Ditto what everyone else has said. Sadly some people just don't get allergies, they think it's just fussy eating or over-protective parenting. Does this woman not realise that she could have killed your child? I was very lucky that DS's nursery only had 9 kids and the staff were fantastic. The allergy nurse went in to train them not just on how to use the epi pen but also about managing allergies and avoiding reactions. Sounds like your nursery needs some serious allergy training. I really don't think I could send my child there again, even though I'd hate to have to pull them away from their friends etc.

mumat39 · 02/03/2012 23:52

Thanks everyone.

A bit of an update. Apologies in advance for the fact that this is all over the place. It represents the state of my head at the moment.

I tried to contact the allergy nurse this morning and couldn't get through.

I also spoke to the mum who had been doing the baking with the kids and she had been told that there were kids with allergies in the first group but that the ingredients, including the bloody egg were fine. I felt bad ringing this mum and only did as I felt the teacher yesterday was not telling me the facts. The mum also told me that DD was a joy to have baking as she hadn't ever done it before and that DD had loved it. I also couldn't get through to the Senco and felt I needed the facts so I called her. I do feel bad as she is lovely and I hope she didn't feel that this was in some way her fault at all.

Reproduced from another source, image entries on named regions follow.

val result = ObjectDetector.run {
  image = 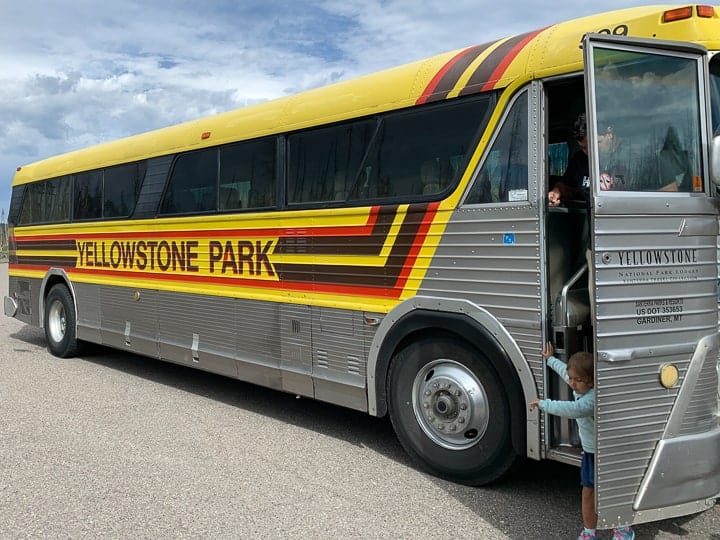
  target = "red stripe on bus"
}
[394,202,440,290]
[480,27,548,92]
[9,264,402,299]
[15,206,380,244]
[415,46,484,105]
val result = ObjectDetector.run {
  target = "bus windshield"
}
[595,49,705,193]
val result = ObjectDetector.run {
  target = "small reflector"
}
[663,6,692,22]
[697,6,715,18]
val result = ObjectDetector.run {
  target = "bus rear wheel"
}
[388,337,515,486]
[44,284,79,358]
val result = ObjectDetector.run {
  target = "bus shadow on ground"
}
[11,336,720,540]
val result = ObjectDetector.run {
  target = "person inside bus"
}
[530,342,635,540]
[548,112,590,206]
[658,126,692,191]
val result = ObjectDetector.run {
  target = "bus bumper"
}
[633,428,720,510]
[5,296,17,317]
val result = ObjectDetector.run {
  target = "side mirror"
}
[710,135,720,186]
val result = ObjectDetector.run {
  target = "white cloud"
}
[0,0,688,215]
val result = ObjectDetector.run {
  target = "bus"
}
[4,5,720,528]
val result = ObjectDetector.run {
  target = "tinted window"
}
[352,95,492,199]
[288,120,376,204]
[219,138,277,210]
[103,163,145,218]
[465,92,528,204]
[19,176,72,225]
[593,47,705,192]
[160,148,218,214]
[73,171,103,220]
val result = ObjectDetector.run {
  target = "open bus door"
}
[583,35,720,528]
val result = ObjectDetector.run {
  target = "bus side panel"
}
[418,204,544,410]
[99,286,159,358]
[312,307,375,410]
[73,283,102,343]
[8,276,42,326]
[158,291,238,377]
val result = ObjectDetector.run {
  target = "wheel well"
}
[38,274,72,327]
[375,309,527,456]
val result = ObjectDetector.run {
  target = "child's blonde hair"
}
[568,352,595,384]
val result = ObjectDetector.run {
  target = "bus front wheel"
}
[44,285,78,358]
[387,337,515,486]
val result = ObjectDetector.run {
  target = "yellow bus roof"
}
[13,5,720,185]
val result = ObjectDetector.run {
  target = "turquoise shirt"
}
[538,356,595,454]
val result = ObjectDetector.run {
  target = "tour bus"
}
[4,5,720,528]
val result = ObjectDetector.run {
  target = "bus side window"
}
[465,92,528,204]
[160,148,218,214]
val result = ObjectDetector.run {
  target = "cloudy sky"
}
[0,0,648,215]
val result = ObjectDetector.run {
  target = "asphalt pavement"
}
[0,264,720,540]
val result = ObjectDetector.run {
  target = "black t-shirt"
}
[562,150,590,201]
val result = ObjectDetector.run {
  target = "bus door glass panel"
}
[583,35,718,524]
[589,38,705,193]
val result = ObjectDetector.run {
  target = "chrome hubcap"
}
[412,359,490,450]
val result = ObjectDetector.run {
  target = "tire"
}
[388,336,515,486]
[44,285,79,358]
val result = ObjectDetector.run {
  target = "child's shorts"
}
[580,452,595,489]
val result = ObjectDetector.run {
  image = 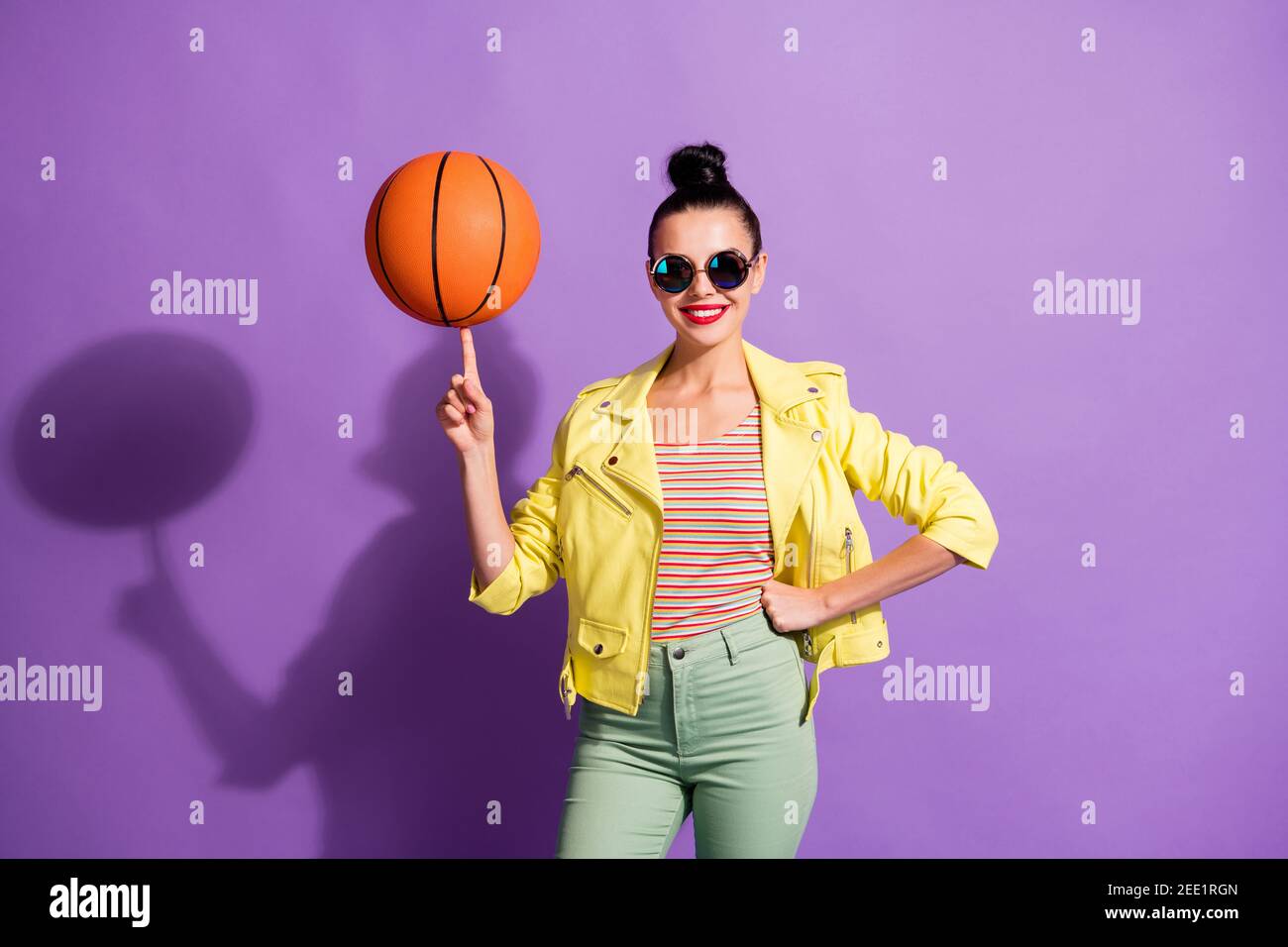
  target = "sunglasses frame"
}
[648,246,764,296]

I called the Senco and she called me back and we had a conversation where I got upset again. She didn't say anything until I mentioned it and then told me that she had been updated by the teacher concerned, who later during our conversation she told me that the teacher had been very upset during their conversation.
Anyway, the Senco was very apologetic and said she was very disappointed that this had happened and that she understands that they have to build up my trust in them again. She also said that the teachers had told her that the whole egg thing had been an oversight and that as soon as they realised they asked DD to wash her hands straightaway. Basically they changed the details. The thing is that if this had happened why didn't they mention it to me when I picked her up? and why did they let her bring the biscuit home??

She also said that we should have a meeting to decide how to move forward with the teacher, her and me present. I mentioned that the processes are in place now and that these weren't followed. SHe kept saying sorry and that we need to move forward.

Anyway, she does seem to want to ensure things don't happen again but she kept saying, over and over, that they cannot guarantee 100% that they can keep DD away from allergens. She's said this in the past when we first worked through the care plan so I'm used to this. I've always said to them that as long as they have processes in place where DD is kept as safe as possible, and she still has a reaction then that's just one of those things. I'm well used to DD having odd reactions at home even though I am very very careful, and I understand that there is always an element of risk.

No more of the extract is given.